Sysadmin blog Next year will see the 20th anniversary of IEEE 802.1Q, the standard that defines the tagged VLAN for Ethernet networks. Despite it being two decades since modern VLANs started being used in anger a significant number of systems administrators remain afraid of them. Unfortunately, the time is upon us where VLANs are becoming a necessity even in small businesses.
VLANs are used to simulate the physical segmentation of networks without having to actually create separate physical networks. Let's say, for example, that I had two networks that were both set up to be 10.0.0.0/24, and for some reason I needed to run them on the same physical infrastructure - perhaps because of a merger - but they couldn't actually be on the same network.
Before VLANs, this was impossible. You simply could not have two systems with the same IP address on the same physical network. With VLANs, you can, so long as at least one of the networks is set up to be on a separate VLAN.
To understand the technical bits, it's easiest to start with a little bit about how tagging works in practice.
Tagging in practice
Implementing VLANs requires understanding the three basic port types. Access ports only allow untagged packets. Trunk ports only allow tagged packets. Hybrid ports allow both kinds of packets.

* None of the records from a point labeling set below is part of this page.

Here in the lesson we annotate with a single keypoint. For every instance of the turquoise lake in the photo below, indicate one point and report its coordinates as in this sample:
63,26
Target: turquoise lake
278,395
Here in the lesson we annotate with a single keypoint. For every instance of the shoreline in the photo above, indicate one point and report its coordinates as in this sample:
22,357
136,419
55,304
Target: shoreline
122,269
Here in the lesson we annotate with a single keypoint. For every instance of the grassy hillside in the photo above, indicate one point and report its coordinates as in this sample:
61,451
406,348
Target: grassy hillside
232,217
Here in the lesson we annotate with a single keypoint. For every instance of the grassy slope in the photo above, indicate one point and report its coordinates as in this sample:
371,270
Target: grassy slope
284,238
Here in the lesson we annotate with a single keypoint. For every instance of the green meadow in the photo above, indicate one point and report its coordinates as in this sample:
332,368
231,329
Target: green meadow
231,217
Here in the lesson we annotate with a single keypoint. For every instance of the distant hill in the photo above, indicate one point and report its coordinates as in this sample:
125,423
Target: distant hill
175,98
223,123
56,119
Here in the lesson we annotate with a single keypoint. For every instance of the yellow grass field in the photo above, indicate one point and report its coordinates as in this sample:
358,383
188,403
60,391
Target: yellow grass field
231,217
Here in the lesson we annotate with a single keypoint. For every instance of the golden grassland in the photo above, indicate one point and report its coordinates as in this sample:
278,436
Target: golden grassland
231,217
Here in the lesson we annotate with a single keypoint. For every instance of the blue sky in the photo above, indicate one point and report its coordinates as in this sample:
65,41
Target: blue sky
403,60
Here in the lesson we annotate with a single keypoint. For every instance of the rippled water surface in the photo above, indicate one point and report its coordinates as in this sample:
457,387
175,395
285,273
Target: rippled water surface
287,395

On most networks, end user devices plugged into switches don't have to configure a VLAN to access the network. Your Windows workstation, for example, probably just plugs in, gets an IP address via DHCP and you're off to the races. This doesn't mean that the traffic from that port isn't going to participate in a VLAN, it just means that anything attached to that port doesn't need to worry about it.
One can configure a switch to tag all traffic on an untagged port as a given VLAN. So, for example, I could say that all traffic in and out of ports 1-8 was VLAN 10, all traffic in and out of ports 9-12 was VLAN 20, and ports 13-16 were trunk ports that only passed tagged traffic.
If I plugged a computer into port 1 and port 8 they could talk to one another because they are both on LAN 10, however, a computer on port 1 could not talk to one on port 9. This is because port 1's untagged traffic is set for VLAN 10 and port 9's untagged traffic is set for VLAN 20. Similarly, if I plugged a computer into ports 13-16 they couldn't talk to anything because those ports would simply drop untagged traffic.
Also important is the concept of the native VLAN. When creating a switch fabric that includes VLANs switches need to know which VLAN will be connected to ports otherwise unconfigured for VLANs. By default, this is VLAN 1, but this can be changed.
Trunk ports don't need to be switch-to-switch only. A virtual server, for example, is a good candidate for using a trunk port. There's a reasonable chance that different VMs operating on the server will use different VLANs.
Virtual switches can be set up to operate with VLANs. In most hypervisors one can create multiple VM networks, each with a different VLAN and attach them to a single virtual switch. That virtual switch is then connected to a physical network card (or cards) which are connected to physical switches.
Assigning a virtual machine to a VM network configured to a specific VLAN means that all untagged traffic from that VM will be tagged by the virtual switch as belonging to the relevant VLAN. Configuring a virtual switch to allow the guest VM to handle tagging is possible, but it's usually a bad idea.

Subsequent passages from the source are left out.